The regulator greenlighted the deal 4-0 in a meeting held on Thursday after commissioners spent more than two hours questioning Apollo officials on the transaction, reports Las Vegas Review-Journal.

Questions mostly focused on any future role Leon Black, Apollo founder and former CEO, could have with the company. Black resigned as chief executive nearly a year ago after it was disclosed he had associations with convicted sex offender Jeffrey Epstein.

Despite Black still holding an 11.9% interest in the investment management firm, officials for Apollo argued he has no controlling interest in the company. Commissioners ultimately concurred that his association with the business would not present a problem.

Still, regulators for the state added a condition to their approval granting the Commission and the Nevada Gaming Control Board the option to call Black forward for questioning should he attempt to nominate himself to the firm’s board of directors. However, Apollo officials indicated this would be an unlikely scenario, and that Black had no intention to return to leadership.

Another issue brought up during the meeting was Apollo’s past experiences within the sector, in particular the company’s acquisition of Caesars Entertainment Corp. in 2008. Carried out amid the Great Recession of the late 2000s, the 11-year ownership ended in 2019, two years after completion of a Chapter 11 bankruptcy restructuring.

Apollo’s exit from the market cleared the way for Caesars to change its ownership structure, and wiped $16 billion of the company’s pre-bankruptcy $25.6 billion in debt off the books. The troubled commercial experience, which David Sambur, co-head of private equity for Apollo, had described as having never stood a chance to succeed, was also a source of discussion in a prior meeting with the Nevada Gaming Control Board.

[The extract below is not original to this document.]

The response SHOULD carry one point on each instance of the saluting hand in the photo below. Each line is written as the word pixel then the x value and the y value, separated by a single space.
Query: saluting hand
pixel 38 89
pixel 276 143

However, in their meeting Thursday, commissioners said they were not concerned about the experience with Caesars, similarly to what the Control Board concluded earlier this month. The transaction with Sands is seen as taking place in a different context, and thus the bankruptcy precedent does not interfere with it.

The deal with Sands was first announced in March last year, when it was revealed Apollo would be paying $2.25 billion for Venetian’s operating company and Vici would be buying the land and real estate assets for $4 billion. The transaction was expected to allow Sands to focus on its Asian operations, with Macau and Singapore at the center of the company’s attention.

The deal could close as early as next week, officials for Apollo said, according to Review-Journal. Venetian President and COO George Markantonis is set to become the CEO of the new Apollo subsidiary operating the property.

Under their management, Apollo officials said there will be a focus on diversity, with the investment firm anticipating that five of the board members of The Venetian will be women and “several of them” will be racial and ethnic minorities.